Denn in keinem der Gesetzeswerke, die Bayerns Gymnasien betreffen, steht, dass die Lehrkraft von einem Schüler, der die Vorstunde versäumt hat, keine Note eruieren darf. "Wir können von unseren Schülerinnen und Schülern keine Leistung erwarten, auf die sie weder vorbereitet wurden, noch sich selbst vorbereiten konnten", schreibt das Kultusministerium zwar auf Anfrage. Jedoch bleibe im Einzelfall zu prüfen, ob einem Schüler die Teilnahme an einem Leistungsnachweis möglich sei.

Übersetzt heißt das: Plant der Lehrer eine Stegreifaufgabe zum Stoff der letzten Stunde, muss ein Schüler, der dort krank gefehlt hat, die gewöhnlich auch nicht mitschreiben. Eine mündliche Abfrage über Grundwissen ist aber immer möglich. Der Lehrer könnte die Klasse zum Beispiel eine Extemporale schreiben lassen und im Anschluss den frisch genesenen Schüler über Grundwissen mündlich abfragen. Aus Lehrersicht ist das angenehm, da er auf einen Schlag von der ganzen Klasse eine Note machen kann, und nicht ein einzelner Schüler eine Zensur hinterherhinkt.

Der Lehrer entscheidet

Außerdem gibt es noch die von Ihnen angesprochene Option: Der Schüler war zwar krank, will die Stegreifaufgabe aber unbedingt mitschreiben, weil er sich den Prüfungsstoff privat angeeignet hat. Dann sollte ihm das nicht verboten werden. Die Entscheidung liege aber beim Lehrer, sagt das Kultusministerium. "Er wird nach pädagogischem Ermessen entscheiden, da er allein den Inhalt des Leistungsnachweises kennt." Gerade beim Erstellen von mündlichen Noten fällt dem Lehrer also eine Menge Entscheidungsgewalt zu.

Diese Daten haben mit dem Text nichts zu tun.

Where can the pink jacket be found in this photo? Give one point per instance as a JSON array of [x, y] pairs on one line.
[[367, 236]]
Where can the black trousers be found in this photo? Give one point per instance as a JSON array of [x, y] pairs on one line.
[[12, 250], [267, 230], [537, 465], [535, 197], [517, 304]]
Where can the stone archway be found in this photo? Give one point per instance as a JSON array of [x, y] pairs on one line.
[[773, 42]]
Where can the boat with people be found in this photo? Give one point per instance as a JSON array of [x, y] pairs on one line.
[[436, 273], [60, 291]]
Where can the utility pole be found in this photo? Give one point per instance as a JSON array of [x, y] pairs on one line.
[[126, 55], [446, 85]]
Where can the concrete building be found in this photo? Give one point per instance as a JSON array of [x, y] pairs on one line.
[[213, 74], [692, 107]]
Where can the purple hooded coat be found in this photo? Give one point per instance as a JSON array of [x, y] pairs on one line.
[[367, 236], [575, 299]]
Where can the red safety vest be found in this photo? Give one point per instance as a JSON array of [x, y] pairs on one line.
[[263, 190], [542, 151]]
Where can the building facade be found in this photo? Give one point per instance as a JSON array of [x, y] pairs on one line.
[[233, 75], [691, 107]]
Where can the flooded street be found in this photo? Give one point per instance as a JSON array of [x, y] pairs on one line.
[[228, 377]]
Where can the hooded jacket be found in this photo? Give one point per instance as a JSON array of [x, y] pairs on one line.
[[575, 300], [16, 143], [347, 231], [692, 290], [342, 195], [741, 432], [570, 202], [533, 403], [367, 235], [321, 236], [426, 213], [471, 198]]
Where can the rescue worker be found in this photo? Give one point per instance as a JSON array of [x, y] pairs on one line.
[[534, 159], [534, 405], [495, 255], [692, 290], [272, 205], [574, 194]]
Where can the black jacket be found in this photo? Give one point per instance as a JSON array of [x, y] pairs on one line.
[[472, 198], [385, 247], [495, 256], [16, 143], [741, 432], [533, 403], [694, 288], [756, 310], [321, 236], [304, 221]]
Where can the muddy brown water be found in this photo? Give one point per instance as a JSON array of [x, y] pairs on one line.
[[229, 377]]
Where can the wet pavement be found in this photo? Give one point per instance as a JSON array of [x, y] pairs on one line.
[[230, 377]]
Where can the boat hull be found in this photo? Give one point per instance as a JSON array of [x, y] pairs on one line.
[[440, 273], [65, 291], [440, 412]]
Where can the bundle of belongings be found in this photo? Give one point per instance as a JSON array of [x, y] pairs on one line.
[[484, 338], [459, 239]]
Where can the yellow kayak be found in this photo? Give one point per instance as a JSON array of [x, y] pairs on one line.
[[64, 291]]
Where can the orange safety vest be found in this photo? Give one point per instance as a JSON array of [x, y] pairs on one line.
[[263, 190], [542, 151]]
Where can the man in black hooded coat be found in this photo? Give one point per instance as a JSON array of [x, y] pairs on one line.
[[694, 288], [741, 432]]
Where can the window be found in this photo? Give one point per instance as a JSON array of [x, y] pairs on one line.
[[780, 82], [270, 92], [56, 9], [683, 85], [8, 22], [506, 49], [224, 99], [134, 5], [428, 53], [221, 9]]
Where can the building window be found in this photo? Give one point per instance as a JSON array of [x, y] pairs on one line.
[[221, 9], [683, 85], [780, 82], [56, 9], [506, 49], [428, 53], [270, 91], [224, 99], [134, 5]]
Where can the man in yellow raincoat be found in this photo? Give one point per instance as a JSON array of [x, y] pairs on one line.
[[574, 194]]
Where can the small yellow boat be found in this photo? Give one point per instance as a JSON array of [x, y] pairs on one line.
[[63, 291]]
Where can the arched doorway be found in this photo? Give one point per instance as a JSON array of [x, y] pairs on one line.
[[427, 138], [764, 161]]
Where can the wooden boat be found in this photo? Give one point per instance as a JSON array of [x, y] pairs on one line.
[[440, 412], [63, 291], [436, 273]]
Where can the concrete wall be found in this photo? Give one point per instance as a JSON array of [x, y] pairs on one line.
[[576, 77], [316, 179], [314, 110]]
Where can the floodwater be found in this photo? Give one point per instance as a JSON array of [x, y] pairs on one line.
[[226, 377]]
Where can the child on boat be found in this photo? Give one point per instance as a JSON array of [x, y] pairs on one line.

"Wenn der Schüler deutlich sagt, dass er die Ex mitschreiben und auch bewertet haben möchte, kann er das natürlich tun", erklärt ein bayerischer Gymnasiallehrer, der seinen Namen hier nicht lesen möchte. Das passiere aber nur selten. Sicher fühlen dürften sich seine Schüler nach Krankheit nicht - denn eine Abfrage über Grundwissen oder über "die letzte Stunde, die der Schüler in meinem Fach anwesend war", sei denkbar. "Es gibt ja, ohne jetzt böse klingen zu wollen, schon Schüler, die strategisch dem Unterricht fern bleiben, um keine Stegreifaufgaben mitschreiben zu müssen oder abgefragt zu werden. Damit sie damit keinen Erfolg haben, frage ich gerne mal Grundwissen ab, um eine Note von ihnen zu bekommen."

Gleiches Recht für alle

Zu Ihrer Frage nach dem erst versprochenen und dann verwehrten Referat sollten Sie das Gespräch mit dem Lehrer suchen: Wo liegen die Gründe für seinen Sinneswandel? Ist es vielleicht ein Missverständnis und lässt sich im Dialog ausräumen? Lässt sich der Zwist nicht lösen, ist das Gespräch mit dem Rektor der Schule die nächste Eskalationsstufe. Versuchen Sie unter Vermittlung des Schulleiters doch noch einmal, gemeinsam mit dem Lehrer eine Lösung zu finden. Hilft das alles nichts, wäre der nächste Schritt eine Beschwerde beim zuständigen Ministerialbeauftragten. Die Verantwortlichen für Ihren Bezirk können Sie hier einsehen.

Grundsätzlich, so schreibt das Kultusministerium zu der Frage, sind Lehrer "selbstverständlich gehalten, alle Schülerinnen und Schüler gleich zu behandeln". Gleiches Recht für alle also. Für den Lehrer ist es eine der täglichen Herausforderungen, jedem Schüler möglichst das gleiche Maß an Aufmerksamkeit und Förderung zukommen zu lassen - und jedem die gleichen Chancen einzuräumen.

Wenn also ein Schüler durch ein freiwilliges Referat die Möglichkeit zur Notenverbesserung bekommt, ein anderer aber nicht, muss der Lehrer diesen Schritt sehr gut begründen. Vielleicht kämpft der eine um das Erreichen das Klassenziels und darf deshalb noch mal referieren, während der andere sowieso versetzt wird? Am besten fragt der betroffene Schüler zuerst freundlich selbst beim Lehrer nach, bevor Sie in einer Elternsprechstunde vorstellig werden.